Pet AgingPet Parenting

How to Keep Your Dog Moving in Old Age

Keep your dog mobile with these tips and tricks.

golden retriever laying on ground face on paws

You may notice that your dog starts to lay down for longer periods as they have gotten older. They have less playful energy at this age. This is no cause for alarm, and there are ways to keep them moving as they age.

Regular Exercise–Just Less Intense

Getting outside and walking is beneficial at any age. Just because your dog has less energy than they did as a puppy doesn’t mean they should stop moving altogether. Take your dog on shorter walks. You may need to move a bit slower than you used to but encourage your dog with praise and treats. The sights, sounds, and smells of the outside world will stimulate your dog’s brain.

Maintain a Healthy Diet

They may be moving less, which means their metabolism is also slowing. Consider lower calorie treats, and you may need to limit the amount of food to a healthy serving for their age. There are charts indicative of healthy weight for dogs, categorized by age. Maintaining a healthy weight will ease the strain on your dog’s joints, especially when using stairs or changing levels.

Go for a Swim

Swimming is recommended for older humans too as a mobile activity that is easier on joints. Lakes and streams outside are fun but be aware that they could slip on rocks or logs. You may only want to try this in warm months, as cold water can be harder on joints and muscles for dogs with arthritis. Search your local area for canine pools—some even offer underwater treadmills that can help with mobility. The warm water helps to stimulate circulation and warms the joints, making movement easier on your dog.

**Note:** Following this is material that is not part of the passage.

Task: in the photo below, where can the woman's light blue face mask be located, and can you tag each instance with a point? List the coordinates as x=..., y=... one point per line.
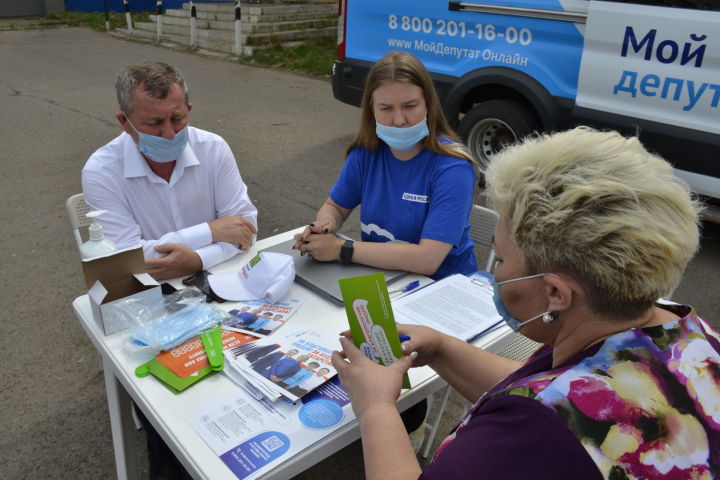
x=511, y=321
x=402, y=139
x=161, y=149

Keep Your Pet from Unsafe Areas

Use gates or a makeshift fence to prevent your dog from slipping or falling in an unsafe area. If they fall, they sometimes lose confidence in their abilities—you want to keep them confident, so they continue to try to move. Keep water and food on the ground level of your home or wherever they spend the majority of their time.

Downward Dog

Try stretching with your dog. They love to stretch when they wake up from a nap or good sleep. Stretching is great for mobility in humans and dogs, and there are guided stretches you can do with your dog. You may want to support them with an old t-shirt to help lift them around their abdomen. Some people recommend dog yoga, which incorporates stretching for both of you. This may be a fun way to bond and even laugh a little over some poses together.

Massage Muscles

Massaging joints and muscles is another great way to stimulate mobility. Veterinarians recommend massaging to increase circulation and release tension in joints and muscles. Humans appreciate massages, and your dog will appreciate the extra attention from you. Acupuncture may be another option, if pain is more chronic or deeper in the tissue.

Adjust Bedding

They may need new bedding that is more appropriate for their age. Make sure they have padding, as cold floors can aggravate sore joints. There are beds with special foam and padding to increase cushioning between them and the floor. Additionally, you’ll want to monitor their temperature and keep them warm with blankets or cool with a fan. Sunlight is also great for them, so during the day, you may want to keep their bed near a window. Better sleep will allow for better activity the next day.

Ask Your Vet

You may find greatest success in combining multiple approaches from this list. But your dog may require additional medical care if they are experiencing discomfort related to aging. The lack of mobility could be due to arthritis or another condition, so just keep your vet in the loop about your dog’s condition. They can share recommendations specific to your dog’s needs.